"A gente não quer só comida, a gente quer comida, diversão e arte". Se Arnaldo Antunes, Marcelo Fromer e Sérgio Britto, compositores da canção “Comida”, no ano de 1987, já previam que a sociedade necessitava da arte e da cultura assim como outros bens fundamentais à nossa existência, imagine o quanto esta composição ainda se encaixa nos dias atuais, com o excesso de informações e a ignorância política crescendo cada vez mais.
O que era para ser de todos, pertence apenas à elite de uma sociedade em que a banalização da cultura é mostrada todos os dias, com o novo grupo de axé, pagode, funk, etc. O que vale mesmo é ser o mais ridículo possível... E, mostrar os nossos valores reais? Pouco importa. Alias, nada importa, a não ser estar com o corpo todo sarado e o bumbum dentro dos parâmetros estabelecidos pelas revistas de moda.
Por trás desses disfarces todos, há uma agravante que vai para além dos nossos olhos: O que há com o que é nosso? Como podemos exigir os nossos direitos? Como podemos ter acesso aos patrimônios culturais se eles custam caros? Mas, oras, não eram para ser, por direito, de todos nós?
Como podemos assistir a shows dos grandes mestres da música popular brasileira, referencial em todo o mundo, como Chico Buarque, Caetano Veloso, Maria Bethânia, se o custo para isso é muito além da nossa realidade?
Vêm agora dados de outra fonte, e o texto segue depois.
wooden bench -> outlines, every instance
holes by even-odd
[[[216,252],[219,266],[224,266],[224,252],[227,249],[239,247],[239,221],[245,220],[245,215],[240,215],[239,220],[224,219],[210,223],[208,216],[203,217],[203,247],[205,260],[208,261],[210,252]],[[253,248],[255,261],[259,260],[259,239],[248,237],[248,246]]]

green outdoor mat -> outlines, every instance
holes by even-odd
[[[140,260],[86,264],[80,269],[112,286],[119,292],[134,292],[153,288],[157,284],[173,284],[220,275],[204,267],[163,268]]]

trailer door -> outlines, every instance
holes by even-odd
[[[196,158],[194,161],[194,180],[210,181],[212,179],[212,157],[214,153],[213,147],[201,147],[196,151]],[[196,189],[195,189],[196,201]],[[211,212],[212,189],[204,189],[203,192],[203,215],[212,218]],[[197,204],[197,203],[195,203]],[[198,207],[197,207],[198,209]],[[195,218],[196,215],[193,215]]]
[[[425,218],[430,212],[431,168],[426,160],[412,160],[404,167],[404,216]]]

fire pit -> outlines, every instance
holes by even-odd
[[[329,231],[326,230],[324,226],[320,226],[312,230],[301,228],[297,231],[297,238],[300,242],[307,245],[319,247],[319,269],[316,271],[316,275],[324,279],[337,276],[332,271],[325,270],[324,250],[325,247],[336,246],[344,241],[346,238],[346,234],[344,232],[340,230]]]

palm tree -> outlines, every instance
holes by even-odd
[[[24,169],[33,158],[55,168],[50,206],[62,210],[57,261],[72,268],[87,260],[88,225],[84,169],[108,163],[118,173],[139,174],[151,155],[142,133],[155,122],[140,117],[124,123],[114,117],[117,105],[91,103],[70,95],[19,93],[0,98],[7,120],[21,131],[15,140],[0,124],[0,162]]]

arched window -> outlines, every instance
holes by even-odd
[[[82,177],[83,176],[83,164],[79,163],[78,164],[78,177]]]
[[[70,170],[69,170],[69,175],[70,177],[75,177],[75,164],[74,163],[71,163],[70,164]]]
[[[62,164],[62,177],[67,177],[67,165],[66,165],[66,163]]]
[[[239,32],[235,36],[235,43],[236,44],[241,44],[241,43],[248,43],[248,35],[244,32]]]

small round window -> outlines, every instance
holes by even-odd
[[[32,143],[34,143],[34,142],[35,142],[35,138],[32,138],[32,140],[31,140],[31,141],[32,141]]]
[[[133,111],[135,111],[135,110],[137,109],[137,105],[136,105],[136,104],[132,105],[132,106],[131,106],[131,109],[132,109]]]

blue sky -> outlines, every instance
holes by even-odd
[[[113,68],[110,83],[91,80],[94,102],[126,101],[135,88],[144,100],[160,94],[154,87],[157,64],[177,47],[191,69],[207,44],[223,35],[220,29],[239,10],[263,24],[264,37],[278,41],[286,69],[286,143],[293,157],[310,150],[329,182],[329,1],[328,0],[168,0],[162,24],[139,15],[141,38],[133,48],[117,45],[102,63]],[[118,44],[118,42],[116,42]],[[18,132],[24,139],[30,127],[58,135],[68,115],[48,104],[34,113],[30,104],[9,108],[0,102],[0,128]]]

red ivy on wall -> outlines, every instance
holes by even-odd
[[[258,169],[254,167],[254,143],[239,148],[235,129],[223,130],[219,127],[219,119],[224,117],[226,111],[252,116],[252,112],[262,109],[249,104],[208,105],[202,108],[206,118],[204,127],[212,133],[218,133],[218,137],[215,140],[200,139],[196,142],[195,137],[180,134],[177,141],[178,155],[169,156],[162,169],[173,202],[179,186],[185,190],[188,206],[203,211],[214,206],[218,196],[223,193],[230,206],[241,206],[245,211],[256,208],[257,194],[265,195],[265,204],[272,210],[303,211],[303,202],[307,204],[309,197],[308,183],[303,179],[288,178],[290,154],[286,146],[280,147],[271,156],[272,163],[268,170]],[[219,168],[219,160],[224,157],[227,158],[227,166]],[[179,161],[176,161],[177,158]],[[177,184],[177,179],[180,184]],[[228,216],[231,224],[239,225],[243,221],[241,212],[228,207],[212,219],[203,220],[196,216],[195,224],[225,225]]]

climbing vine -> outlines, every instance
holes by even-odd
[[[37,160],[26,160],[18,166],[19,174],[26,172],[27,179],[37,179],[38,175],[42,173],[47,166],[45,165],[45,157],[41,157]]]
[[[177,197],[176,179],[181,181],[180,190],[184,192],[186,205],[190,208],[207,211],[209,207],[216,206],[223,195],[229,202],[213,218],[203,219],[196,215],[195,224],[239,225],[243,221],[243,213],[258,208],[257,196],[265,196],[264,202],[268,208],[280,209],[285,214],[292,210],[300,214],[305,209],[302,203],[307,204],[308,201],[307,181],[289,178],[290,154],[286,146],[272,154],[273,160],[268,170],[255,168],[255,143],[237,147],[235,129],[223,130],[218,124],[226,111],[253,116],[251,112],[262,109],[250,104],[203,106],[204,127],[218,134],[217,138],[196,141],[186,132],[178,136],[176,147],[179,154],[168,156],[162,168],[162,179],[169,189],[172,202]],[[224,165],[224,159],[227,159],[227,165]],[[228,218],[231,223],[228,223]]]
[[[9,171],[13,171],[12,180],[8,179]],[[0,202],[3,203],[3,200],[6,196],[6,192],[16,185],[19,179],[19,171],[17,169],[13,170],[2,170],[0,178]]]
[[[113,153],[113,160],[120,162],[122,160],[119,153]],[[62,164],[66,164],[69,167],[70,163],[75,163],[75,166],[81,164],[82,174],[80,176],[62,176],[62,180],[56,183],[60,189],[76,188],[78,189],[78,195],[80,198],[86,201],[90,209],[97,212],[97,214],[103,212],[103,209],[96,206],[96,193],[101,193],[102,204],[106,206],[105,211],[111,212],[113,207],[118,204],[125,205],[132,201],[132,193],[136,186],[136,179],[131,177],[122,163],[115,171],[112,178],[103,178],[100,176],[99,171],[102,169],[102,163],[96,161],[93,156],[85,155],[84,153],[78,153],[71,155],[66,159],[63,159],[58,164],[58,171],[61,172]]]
Mais do que grandes espetáculos ao ar livre esporadicamente, para a comemoração de datas especiais, o país necessita de uma política pública cultural com urgência, a cultura anda de mãos dadas com a educação. Enquanto esta educa e leva o indivíduo ao conhecimento, a cultura permite que as pessoas tornem-se mais capazes de lutarem por suas opiniões, mostrando a realidade dos fatos, permitindo que a sociedade deixe de agir de forma passiva a tantos abusos impostos, sejam estes políticos, educacionais e econômicos.
A verdadeira revolução possível é a cultural. Com a arte, podemos tirar as crianças das ruas, do mundo do tráfico, e trazê-las para o mundo das cores, das possibilidades, ensinando-as a preservar os prédios públicos, a valorizar as suas manifestações de pensamentos e habituar com as ações culturais.
No caso específico da cidade de Limeira, interior de SP, os festivais de música e de teatro têm dado um novo gás à população, esta que traz o tom para tais manifestações. As poltronas do Teatro Vitória (único teatro municipal da cidade) ficam lotadas de gente que não perde as apresentações artísticas. As ruas, com os espetáculos da categoria “teatro de rua”, chamam a atenção de todos que por ali passam.
Diante desse cenário, nota-se uma mistura agradável no público: é a criança que nunca teve chance de assistir a um teatro – que nem pisca os olhos com medo de perder algum gesto ainda melhor -, são os senhores e as senhoras que também nunca tiveram a chance de frequentarem um teatro, por acharem que a cultura é algo caro, o público que sempre acompanha a agenda cultural do município, etc. São todos espectadores buscando uma saída de emergência para a cabeça, que anda tão alienada pelos meios de comunicação, com a falta de esclarecimento e excesso de sensacionalismo. Com a arte, é possível respirar. É possível encontrar, dentro da alma, a emoção transbordada por uma palavra articulada, uma voz afinada, uma canção que traz saudade, amor ou dor.
Precisamos, com urgência, valorizar mais a cultura. Os governos precisam entender que esta seria a solução para uma sociedade melhor, menos violenta e conturbada. A cultura, quando acessada, desperta sentimentos escondidos em todos os indivíduos. E a troca não é unilateral. A cultura proporciona à pessoa uma incrível sensação de paz e inquietação... E, por sua vez, o sujeito busca um eterno encontro com a sua maneira de expressar-se, sem medo, sem receio... Acreditando em si. Triste contradição: acreditar em si vale mesmo a pena nesse mundo de tantas inversões de valores? Com a arte há a certeza que sim!
Busquemos sim a nossa comida! O mundo anda muito globalizado, o capitalismo potencializa tanto a desigualdade, e sem comida não há vida. Mas não deixemos de buscar (e lutar) pela cultura! Vamos dar as mãos. Acreditar no que é nosso. Valorizar o que é nosso. E, em coro, ecoarmos a canção escrita há mais de 20 anos, que diz tanta verdade. E, em reflexão, ficam as questões: “Você tem sede de que? Você tem fome de que?”.